Mauro Barella

Personal information
- Nationality: Italian
- Born: December 12, 1956 (age 69) Palermo, Italy
- Height: 1.78 m (5 ft 10 in)
- Weight: 70 kg (150 lb)

Sport
- Country: Italy
- Sport: Athletics
- Event: Pole vault
- Club: G.S. Fiamme Oro

Achievements and titles
- Personal best: Pole vault: 5.50 m (1984);

= Mauro Barella =

Italian pole vaulter (born 1956)

Mauro Barella (born 12 December 1956) is a retired Italian pole vaulter.

He was born in Palermo, and represented the club Fiamme Oro. He finished seventh at the 1982 European Indoor Championships in |Milan, and in joint twelfth at the 1983 European Indoor Championships. He won a bronze medal at the 1983 Mediterranean Games with the result 5.10 metres. He finished behind French Patrick Abada and Serge Leveur, but shared the bronze with countryfellow Viktor Drechsel.

Barella also competed at the 1984 Olympic Games.
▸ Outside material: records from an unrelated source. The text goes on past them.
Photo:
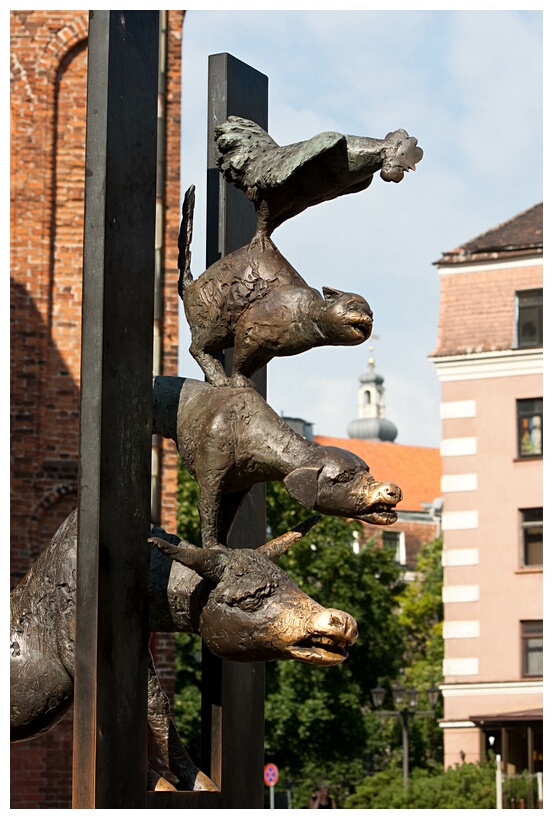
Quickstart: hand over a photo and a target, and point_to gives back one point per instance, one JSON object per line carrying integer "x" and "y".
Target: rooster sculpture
{"x": 282, "y": 181}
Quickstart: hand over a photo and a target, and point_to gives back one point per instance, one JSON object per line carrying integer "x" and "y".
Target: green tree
{"x": 465, "y": 786}
{"x": 420, "y": 616}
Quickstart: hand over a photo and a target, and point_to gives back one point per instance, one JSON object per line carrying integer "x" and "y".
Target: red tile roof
{"x": 520, "y": 236}
{"x": 416, "y": 469}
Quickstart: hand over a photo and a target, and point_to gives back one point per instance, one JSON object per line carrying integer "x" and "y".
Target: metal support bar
{"x": 110, "y": 722}
{"x": 233, "y": 693}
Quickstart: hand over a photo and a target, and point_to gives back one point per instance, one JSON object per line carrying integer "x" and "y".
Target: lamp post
{"x": 405, "y": 701}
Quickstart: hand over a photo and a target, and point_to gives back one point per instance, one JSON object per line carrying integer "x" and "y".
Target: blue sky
{"x": 468, "y": 85}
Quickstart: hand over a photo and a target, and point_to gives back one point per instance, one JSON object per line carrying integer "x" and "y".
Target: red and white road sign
{"x": 270, "y": 774}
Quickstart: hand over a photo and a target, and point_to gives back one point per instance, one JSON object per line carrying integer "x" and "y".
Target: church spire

In the qualifying round he cleared 5.10, 5.20, 5.30 and 5.35—the latter height in the last attempt—to qualify for the final. In the final he cleared 5.10 in the last attempt, passed 5.20 and cleared 5.30 metres in the last attempt before failing at 5.40. He finished eighth overall.

Barella became Italian champion in 1982, 1984 and 1985. In 1984 he set a championship record of 5.50 metres, which was broken in 1985 when Viktor Drechsel achieved 5.52. Barella also became Italian indoor champion in 1982 and 1984. 5.50 metres from Rome in July 1984 remained his career best.